Cured meats not linked to pancreatic cancer
NEW YORK (Reuters Health) - There are no clear signs that eating cured meats like ham, bacon or hot dogs could increase the odds of getting pancreatic cancer, according to a new study.
Some research has hinted that might be the case, because the preservatives used for curing, nitrate and nitrite, cause tumors in lab animals.
Because pancreatic cancer is highly lethal, scientists have been on a quest to identify factors that might trigger it. Every year, some 43,000 Americans are diagnosed with the disease, and 95 percent die within five years.
"Prevention is really the best way to save a life," said Dr. Daniel Chang, a cancer specialist at Stanford University in Palo Alto, California, who was not involved in the new work.
To probe the role of curing chemicals, researchers from the National Cancer Institute used a 124-item food questionnaire to test how much nitrate and nitrite people got from their diet.
Of the more than 300,000 people who filled out the questionnaire, just over 1,000 -- about a third of one percent -- developed pancreatic cancer over the next 10 years.

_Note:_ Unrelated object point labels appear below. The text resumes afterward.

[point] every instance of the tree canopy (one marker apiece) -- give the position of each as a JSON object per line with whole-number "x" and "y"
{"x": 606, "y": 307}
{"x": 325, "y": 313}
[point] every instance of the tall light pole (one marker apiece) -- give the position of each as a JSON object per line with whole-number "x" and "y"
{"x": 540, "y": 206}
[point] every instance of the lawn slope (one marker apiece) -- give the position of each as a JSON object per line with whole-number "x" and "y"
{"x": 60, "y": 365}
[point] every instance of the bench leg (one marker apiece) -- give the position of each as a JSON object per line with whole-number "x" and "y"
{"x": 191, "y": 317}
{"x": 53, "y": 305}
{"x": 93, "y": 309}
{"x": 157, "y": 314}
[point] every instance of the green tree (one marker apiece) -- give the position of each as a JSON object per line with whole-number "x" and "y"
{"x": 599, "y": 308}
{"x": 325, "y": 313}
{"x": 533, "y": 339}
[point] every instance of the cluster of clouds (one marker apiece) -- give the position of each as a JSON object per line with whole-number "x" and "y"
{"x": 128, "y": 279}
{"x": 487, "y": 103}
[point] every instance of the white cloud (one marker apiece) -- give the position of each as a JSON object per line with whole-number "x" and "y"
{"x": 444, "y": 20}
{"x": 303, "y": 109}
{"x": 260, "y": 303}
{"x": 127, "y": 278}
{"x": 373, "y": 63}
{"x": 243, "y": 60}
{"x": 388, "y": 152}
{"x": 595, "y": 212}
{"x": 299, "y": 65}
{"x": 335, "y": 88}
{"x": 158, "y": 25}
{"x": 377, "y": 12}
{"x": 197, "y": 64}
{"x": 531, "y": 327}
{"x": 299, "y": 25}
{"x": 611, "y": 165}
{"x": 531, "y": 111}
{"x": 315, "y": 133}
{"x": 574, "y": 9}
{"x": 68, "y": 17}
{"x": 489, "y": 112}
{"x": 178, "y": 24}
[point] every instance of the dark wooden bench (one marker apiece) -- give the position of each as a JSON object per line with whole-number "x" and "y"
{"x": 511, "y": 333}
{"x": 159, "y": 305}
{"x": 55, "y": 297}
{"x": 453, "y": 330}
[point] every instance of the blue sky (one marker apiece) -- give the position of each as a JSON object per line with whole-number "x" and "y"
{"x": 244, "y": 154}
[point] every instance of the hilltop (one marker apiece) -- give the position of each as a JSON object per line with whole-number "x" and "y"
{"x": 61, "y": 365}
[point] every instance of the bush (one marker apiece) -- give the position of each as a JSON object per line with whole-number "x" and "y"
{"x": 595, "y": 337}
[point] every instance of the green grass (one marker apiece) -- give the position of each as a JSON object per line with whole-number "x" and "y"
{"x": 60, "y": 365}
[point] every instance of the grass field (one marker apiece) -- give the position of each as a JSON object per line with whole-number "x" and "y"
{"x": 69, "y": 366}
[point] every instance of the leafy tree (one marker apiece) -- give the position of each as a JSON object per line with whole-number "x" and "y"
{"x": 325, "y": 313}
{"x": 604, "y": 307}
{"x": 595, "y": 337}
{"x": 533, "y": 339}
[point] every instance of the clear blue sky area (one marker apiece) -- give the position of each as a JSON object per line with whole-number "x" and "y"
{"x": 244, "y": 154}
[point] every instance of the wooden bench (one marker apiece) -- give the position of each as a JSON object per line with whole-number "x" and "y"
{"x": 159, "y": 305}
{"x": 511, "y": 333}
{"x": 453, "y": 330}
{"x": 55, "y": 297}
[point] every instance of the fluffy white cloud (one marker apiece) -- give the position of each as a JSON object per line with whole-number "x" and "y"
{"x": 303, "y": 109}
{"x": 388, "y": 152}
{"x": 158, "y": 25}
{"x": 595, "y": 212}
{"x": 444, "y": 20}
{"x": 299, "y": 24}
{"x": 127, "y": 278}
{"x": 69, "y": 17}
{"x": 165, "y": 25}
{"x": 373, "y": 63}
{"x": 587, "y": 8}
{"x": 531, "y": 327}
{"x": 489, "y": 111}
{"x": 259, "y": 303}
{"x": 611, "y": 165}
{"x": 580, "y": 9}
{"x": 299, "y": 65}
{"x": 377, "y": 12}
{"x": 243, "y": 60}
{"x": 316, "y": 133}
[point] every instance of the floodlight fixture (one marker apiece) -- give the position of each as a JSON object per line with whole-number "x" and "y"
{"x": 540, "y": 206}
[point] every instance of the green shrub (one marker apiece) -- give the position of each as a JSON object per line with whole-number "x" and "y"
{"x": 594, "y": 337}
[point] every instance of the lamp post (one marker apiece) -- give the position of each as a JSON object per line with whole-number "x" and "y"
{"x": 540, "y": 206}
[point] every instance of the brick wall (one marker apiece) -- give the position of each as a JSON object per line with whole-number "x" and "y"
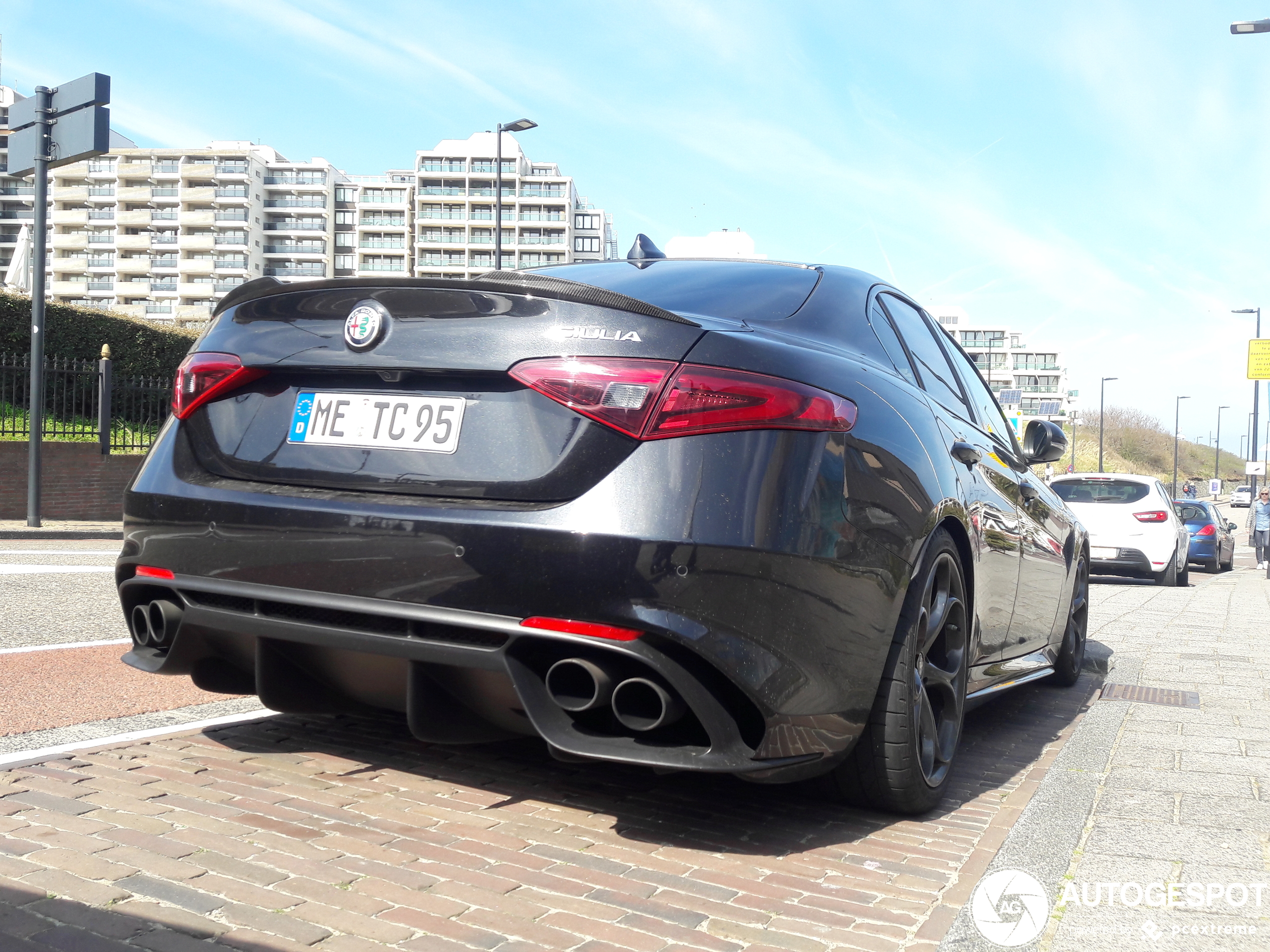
{"x": 78, "y": 481}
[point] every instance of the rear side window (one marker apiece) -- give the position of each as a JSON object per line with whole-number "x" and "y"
{"x": 1100, "y": 490}
{"x": 932, "y": 366}
{"x": 890, "y": 344}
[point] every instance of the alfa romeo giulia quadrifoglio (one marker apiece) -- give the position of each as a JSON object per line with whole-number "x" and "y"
{"x": 740, "y": 517}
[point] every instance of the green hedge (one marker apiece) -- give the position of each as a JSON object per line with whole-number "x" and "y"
{"x": 136, "y": 347}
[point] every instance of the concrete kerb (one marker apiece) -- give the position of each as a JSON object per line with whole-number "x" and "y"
{"x": 1050, "y": 827}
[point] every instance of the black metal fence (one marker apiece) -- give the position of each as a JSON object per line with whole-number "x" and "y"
{"x": 135, "y": 410}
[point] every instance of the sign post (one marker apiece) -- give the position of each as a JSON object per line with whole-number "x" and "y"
{"x": 51, "y": 128}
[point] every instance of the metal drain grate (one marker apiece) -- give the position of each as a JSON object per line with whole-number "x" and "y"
{"x": 1150, "y": 696}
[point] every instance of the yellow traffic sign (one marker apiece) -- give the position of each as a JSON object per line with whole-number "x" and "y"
{"x": 1259, "y": 360}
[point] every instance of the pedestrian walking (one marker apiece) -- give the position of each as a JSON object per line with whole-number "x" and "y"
{"x": 1259, "y": 527}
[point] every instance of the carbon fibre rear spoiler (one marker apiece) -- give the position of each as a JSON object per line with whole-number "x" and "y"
{"x": 492, "y": 282}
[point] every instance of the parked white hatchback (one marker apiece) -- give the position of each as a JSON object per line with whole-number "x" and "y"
{"x": 1133, "y": 525}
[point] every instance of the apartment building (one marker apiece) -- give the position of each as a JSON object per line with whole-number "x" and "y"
{"x": 167, "y": 233}
{"x": 545, "y": 221}
{"x": 1009, "y": 362}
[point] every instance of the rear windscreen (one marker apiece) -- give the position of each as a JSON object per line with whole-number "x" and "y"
{"x": 741, "y": 291}
{"x": 1100, "y": 490}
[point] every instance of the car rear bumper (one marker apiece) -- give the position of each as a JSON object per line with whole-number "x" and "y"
{"x": 326, "y": 601}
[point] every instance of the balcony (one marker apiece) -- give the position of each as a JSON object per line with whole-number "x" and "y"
{"x": 295, "y": 272}
{"x": 294, "y": 249}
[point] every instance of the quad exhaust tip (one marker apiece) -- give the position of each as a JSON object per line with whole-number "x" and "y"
{"x": 154, "y": 625}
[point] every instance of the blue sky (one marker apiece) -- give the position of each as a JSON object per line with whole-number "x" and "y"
{"x": 1090, "y": 173}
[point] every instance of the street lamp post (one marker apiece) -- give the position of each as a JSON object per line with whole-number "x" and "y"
{"x": 1217, "y": 451}
{"x": 1178, "y": 417}
{"x": 1256, "y": 399}
{"x": 1102, "y": 390}
{"x": 518, "y": 126}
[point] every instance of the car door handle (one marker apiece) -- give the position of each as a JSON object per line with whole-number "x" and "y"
{"x": 966, "y": 454}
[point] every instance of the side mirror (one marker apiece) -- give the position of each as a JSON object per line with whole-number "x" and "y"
{"x": 1044, "y": 442}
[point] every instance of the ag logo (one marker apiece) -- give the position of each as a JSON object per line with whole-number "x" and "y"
{"x": 1009, "y": 908}
{"x": 365, "y": 325}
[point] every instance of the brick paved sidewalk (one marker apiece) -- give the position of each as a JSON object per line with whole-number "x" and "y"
{"x": 344, "y": 835}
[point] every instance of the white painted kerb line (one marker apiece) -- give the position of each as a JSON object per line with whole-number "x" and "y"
{"x": 58, "y": 648}
{"x": 54, "y": 569}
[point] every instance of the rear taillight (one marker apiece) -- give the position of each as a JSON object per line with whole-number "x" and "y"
{"x": 636, "y": 398}
{"x": 591, "y": 629}
{"x": 206, "y": 376}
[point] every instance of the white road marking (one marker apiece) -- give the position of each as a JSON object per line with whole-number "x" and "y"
{"x": 24, "y": 758}
{"x": 60, "y": 551}
{"x": 58, "y": 648}
{"x": 44, "y": 569}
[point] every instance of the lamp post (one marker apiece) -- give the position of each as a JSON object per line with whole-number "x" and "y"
{"x": 1217, "y": 451}
{"x": 1102, "y": 390}
{"x": 1178, "y": 417}
{"x": 1256, "y": 398}
{"x": 518, "y": 126}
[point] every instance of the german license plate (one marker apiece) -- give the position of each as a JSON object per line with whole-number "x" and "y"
{"x": 378, "y": 421}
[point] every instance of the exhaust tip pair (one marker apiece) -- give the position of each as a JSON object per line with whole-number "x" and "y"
{"x": 578, "y": 685}
{"x": 154, "y": 624}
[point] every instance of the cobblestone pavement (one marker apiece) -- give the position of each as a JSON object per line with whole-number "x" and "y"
{"x": 1184, "y": 791}
{"x": 344, "y": 835}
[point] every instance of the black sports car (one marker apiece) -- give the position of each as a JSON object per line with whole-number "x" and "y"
{"x": 728, "y": 516}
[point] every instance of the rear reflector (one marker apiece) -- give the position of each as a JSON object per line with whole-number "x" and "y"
{"x": 572, "y": 628}
{"x": 149, "y": 572}
{"x": 206, "y": 376}
{"x": 634, "y": 396}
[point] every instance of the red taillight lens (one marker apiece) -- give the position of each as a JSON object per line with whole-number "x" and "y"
{"x": 633, "y": 396}
{"x": 149, "y": 572}
{"x": 716, "y": 400}
{"x": 206, "y": 376}
{"x": 619, "y": 391}
{"x": 592, "y": 629}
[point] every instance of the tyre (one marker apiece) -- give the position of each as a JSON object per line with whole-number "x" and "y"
{"x": 904, "y": 760}
{"x": 1071, "y": 655}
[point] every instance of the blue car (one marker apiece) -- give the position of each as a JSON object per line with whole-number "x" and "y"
{"x": 1212, "y": 535}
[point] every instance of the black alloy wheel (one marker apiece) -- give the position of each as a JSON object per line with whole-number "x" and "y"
{"x": 904, "y": 760}
{"x": 1071, "y": 654}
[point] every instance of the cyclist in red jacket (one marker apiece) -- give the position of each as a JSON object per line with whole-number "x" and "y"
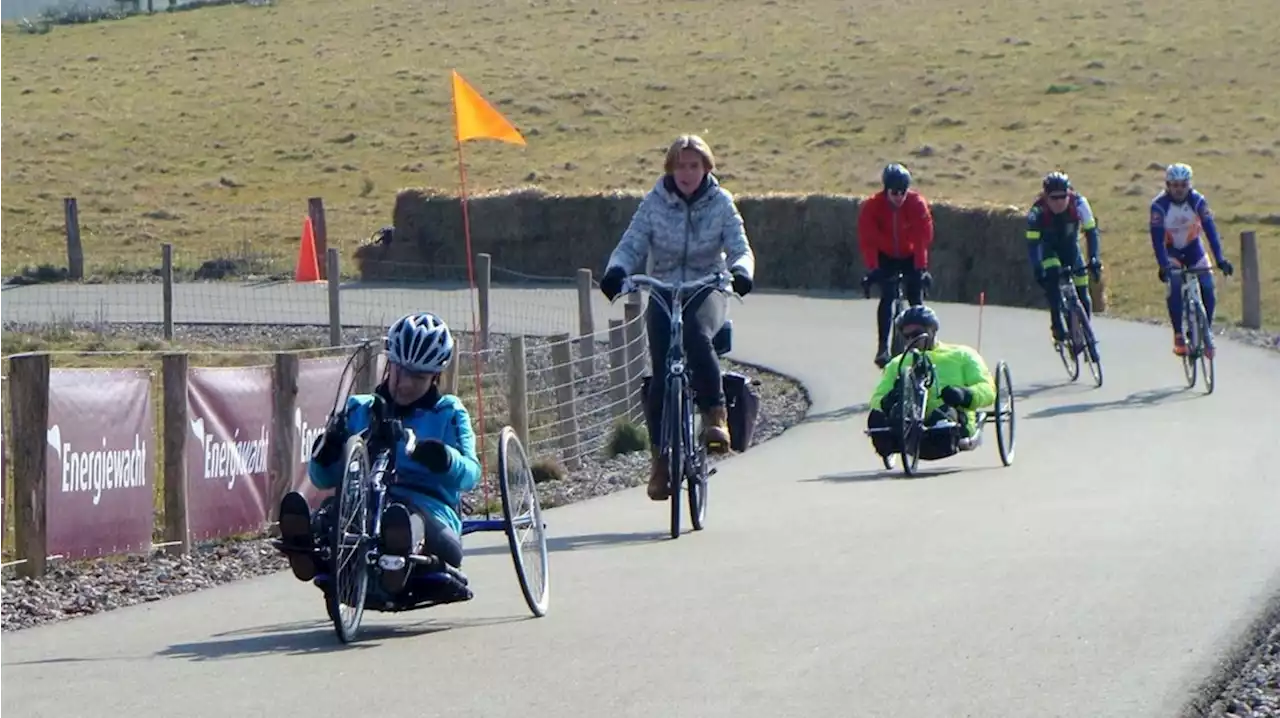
{"x": 895, "y": 231}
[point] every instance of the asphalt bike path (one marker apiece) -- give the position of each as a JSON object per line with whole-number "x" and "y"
{"x": 1105, "y": 574}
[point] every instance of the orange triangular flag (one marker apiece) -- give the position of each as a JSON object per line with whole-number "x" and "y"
{"x": 476, "y": 118}
{"x": 309, "y": 266}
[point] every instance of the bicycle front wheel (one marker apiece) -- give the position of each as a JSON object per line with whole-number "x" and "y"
{"x": 675, "y": 424}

Men who ate the most of the preservatives did appear to have a slightly higher chance of getting the disease, but that increase was so small it might as well have been due to chance, according to the study.
There was no hint of a higher risk among women.
The new work adds to a growing body of evidence that has failed to link pancreatic cancer to certain foods or nutrients, such as dietary fiber and vitamin D.
"We don't have a consistent trend of studies showing that eating more of this or less of that is clearly contributing to the risk of pancreatic cancer," said Dr. Andrew Ko, a cancer researcher at the University of California, San Francisco.
The authors, whose report is published in the American Journal of Epidemiology, could not be reached for comment.
Regardless of whether cured meats are linked to pancreatic cancer, experts say the study doesn't mean people shouldn't strive to eat a healthy diet rich in fruits and vegetables, and low in fatty foods such as cured meats.
"There are a number of good reasons to practice improved dietary habits -- not just for cancer prevention," said Dr. Al Benson, a cancer specialist at Northwestern University's Feinberg School of Medicine in Chicago. "We routinely recommend people limit their intake of fatty foods, and many of these animal products also contain nitrite and nitrate salts."
Lighting up, eating lots of sugar, and being obese have all been tied to a higher risk of pancreatic cancer in earlier work.
"By and large, the best we can do to prevent pancreatic and other cancers," said Benson, "is to encourage people to avoid smoking, to avoid obesity, and to practice improved dietary habits."